The Eels look like finishing in the top-four again. Dylan Brown played well in the halves for Parramatta on the weekend and they have Mitchell Moses to come back. Can they challenge for the premiership? Possibly.
Moses was really on a hiding to nothing in his State of Origin debut. If NSW lost, he was always going to get blamed. Rightly or wrongly, that’s what happens with NSW halves.
I don’t think he played badly and he certainly didn’t cost them the game. In the big picture, I don’t think he really gained or lost anything from Origin. While he won’t come out with confidence flying high for the rest of the NRL season, it won’t dent his confidence either. He just fulfilled a childhood dream by playing for the Blues and well done to him.
Just below the Eels, the Roosters are hanging around in fifth spot but have been hammered by injuries and had to work hard to beat the Cowboys.
Cronulla last week put in a great performance against the Warriors, then weren’t great against Canberra. The main reason they were in that game on Saturday was ill-discipline from the Raiders.
NRL Highlights: The Storm smash the Knights – Round 18
Newcastle finally have Kalyn Ponga and Mitchell Pearce back on the field together and get done 48-4 by Melbourne. The Titans got smacked by the Eels.
Wests Tigers had a big win over Brisbane but that was the Broncos that we’ve seen far too often in the past two seasons. They got behind on the scoreboard and fell to pieces. Only Brisbane and the Bulldogs are completely out of the finals picture.
Teams like the Cowboys, Tigers, Titans, Knights and Raiders are all still in finals contention. Even the Warriors, currently in 14th spot, aren’t totally out of it.

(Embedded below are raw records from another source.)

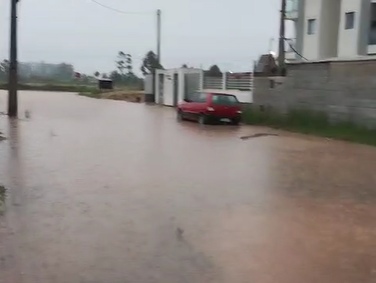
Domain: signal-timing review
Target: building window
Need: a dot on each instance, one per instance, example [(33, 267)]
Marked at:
[(311, 26), (349, 20), (372, 25)]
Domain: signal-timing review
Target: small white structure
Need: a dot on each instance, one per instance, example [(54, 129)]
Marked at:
[(326, 29), (173, 85)]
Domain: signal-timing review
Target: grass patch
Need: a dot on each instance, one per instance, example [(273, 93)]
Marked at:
[(310, 122)]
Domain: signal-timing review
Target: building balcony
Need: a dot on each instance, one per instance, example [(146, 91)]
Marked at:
[(292, 10)]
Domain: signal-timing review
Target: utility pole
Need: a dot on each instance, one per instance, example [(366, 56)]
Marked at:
[(281, 51), (159, 26), (13, 74)]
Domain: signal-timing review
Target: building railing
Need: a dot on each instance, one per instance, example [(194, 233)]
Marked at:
[(231, 81)]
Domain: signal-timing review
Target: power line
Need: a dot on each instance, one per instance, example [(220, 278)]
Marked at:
[(117, 10)]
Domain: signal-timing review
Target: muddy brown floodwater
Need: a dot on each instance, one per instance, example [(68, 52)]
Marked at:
[(111, 192)]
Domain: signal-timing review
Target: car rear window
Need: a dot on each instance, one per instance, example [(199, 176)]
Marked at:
[(223, 99)]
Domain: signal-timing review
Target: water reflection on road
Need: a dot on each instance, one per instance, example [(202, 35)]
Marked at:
[(105, 191)]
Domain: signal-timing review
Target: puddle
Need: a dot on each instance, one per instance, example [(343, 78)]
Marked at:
[(258, 135), (2, 199)]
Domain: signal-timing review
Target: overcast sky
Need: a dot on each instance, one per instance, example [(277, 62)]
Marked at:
[(230, 33)]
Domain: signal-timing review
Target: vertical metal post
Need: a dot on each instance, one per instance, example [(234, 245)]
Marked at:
[(13, 76), (281, 51), (159, 26)]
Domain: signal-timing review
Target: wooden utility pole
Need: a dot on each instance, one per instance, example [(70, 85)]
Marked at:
[(281, 51), (13, 74), (159, 26)]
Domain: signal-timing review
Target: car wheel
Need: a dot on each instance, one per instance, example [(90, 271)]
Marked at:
[(202, 119), (179, 115)]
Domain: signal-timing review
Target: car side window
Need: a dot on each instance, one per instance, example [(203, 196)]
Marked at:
[(202, 97), (192, 97)]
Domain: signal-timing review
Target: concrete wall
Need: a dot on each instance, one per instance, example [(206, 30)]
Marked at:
[(345, 90)]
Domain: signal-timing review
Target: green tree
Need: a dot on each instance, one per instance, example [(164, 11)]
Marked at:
[(150, 63), (124, 63)]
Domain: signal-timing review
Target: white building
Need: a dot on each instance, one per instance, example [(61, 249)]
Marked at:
[(332, 29)]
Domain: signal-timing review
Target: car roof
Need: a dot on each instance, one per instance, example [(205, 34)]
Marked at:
[(220, 93)]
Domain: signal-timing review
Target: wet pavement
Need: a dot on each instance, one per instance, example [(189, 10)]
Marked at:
[(107, 191)]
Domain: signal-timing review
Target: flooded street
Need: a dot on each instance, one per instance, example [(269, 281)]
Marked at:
[(103, 191)]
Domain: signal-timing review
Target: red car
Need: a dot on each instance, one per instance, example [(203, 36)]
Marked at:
[(209, 107)]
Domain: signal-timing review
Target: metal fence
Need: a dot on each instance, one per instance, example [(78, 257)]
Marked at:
[(231, 81)]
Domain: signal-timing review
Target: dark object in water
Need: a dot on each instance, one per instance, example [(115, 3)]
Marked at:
[(258, 135)]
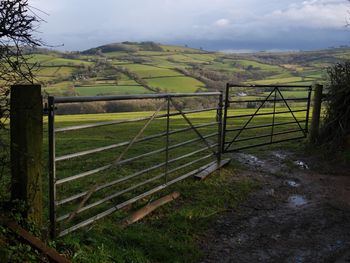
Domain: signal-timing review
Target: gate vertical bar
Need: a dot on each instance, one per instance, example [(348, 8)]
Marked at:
[(219, 118), (274, 115), (308, 110), (227, 92), (52, 166), (167, 139)]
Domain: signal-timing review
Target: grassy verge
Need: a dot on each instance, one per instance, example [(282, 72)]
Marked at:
[(170, 234)]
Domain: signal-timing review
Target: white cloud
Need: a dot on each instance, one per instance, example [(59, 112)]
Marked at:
[(312, 14), (223, 22), (84, 23)]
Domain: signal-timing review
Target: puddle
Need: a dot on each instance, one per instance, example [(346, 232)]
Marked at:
[(249, 159), (297, 201), (279, 155), (302, 165), (292, 183)]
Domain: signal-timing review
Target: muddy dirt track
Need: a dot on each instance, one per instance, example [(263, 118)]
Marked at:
[(297, 215)]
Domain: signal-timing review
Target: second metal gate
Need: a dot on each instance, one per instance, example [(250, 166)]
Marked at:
[(258, 115)]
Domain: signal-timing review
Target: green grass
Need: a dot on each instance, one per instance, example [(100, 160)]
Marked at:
[(110, 90), (176, 84), (171, 233), (146, 71)]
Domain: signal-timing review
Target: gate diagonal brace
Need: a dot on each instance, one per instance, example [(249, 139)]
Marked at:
[(115, 163), (192, 126), (253, 115), (296, 120)]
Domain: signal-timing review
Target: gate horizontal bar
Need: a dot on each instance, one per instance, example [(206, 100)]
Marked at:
[(101, 201), (132, 97), (132, 200), (263, 114), (113, 146), (266, 135), (264, 126), (263, 144), (107, 123), (77, 196), (267, 86), (278, 100), (103, 168)]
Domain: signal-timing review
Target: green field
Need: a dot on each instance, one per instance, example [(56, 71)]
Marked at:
[(146, 71), (176, 84), (177, 225), (161, 68), (110, 90)]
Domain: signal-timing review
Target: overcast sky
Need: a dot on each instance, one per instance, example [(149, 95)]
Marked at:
[(211, 24)]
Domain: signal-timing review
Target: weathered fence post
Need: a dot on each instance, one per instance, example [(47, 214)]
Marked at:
[(26, 148), (316, 113)]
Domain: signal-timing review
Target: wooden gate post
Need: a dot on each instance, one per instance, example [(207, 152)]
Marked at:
[(26, 128), (316, 113)]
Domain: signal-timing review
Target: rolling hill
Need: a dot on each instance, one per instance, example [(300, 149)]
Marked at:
[(147, 67)]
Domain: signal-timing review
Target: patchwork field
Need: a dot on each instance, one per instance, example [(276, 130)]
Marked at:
[(165, 68)]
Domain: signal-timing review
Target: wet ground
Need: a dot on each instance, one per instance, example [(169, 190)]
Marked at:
[(297, 215)]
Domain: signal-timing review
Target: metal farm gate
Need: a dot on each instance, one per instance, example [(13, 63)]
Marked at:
[(95, 167), (258, 115)]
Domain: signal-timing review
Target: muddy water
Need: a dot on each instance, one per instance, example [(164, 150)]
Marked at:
[(297, 201), (293, 217)]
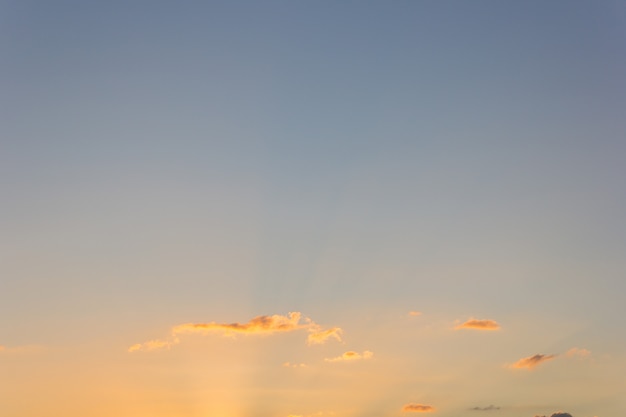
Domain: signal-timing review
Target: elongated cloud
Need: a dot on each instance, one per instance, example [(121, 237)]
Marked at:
[(351, 356), (294, 365), (577, 353), (532, 361), (319, 336), (488, 408), (261, 325), (477, 324), (418, 408)]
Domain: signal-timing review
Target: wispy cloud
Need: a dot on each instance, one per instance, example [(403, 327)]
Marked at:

It may be that eighth spot goes to a team with a losing record, with just 11 wins. The Dragons and Sharks are seventh and eighth at the moment, with 8-9 and 7-10 records respectively.
You have to be aiming for that 12-win mark to guarantee a finals spot but less than that may be enough; which is rare, and again shows how lopsided this season has become.
The Dragons and the Sharks would have given themselves a big lift had they won on the weekend, yet neither did. I still like Cronulla’s chances, given that they have plenty of winnable games in the remaining draw before hosting Melbourne in the final round.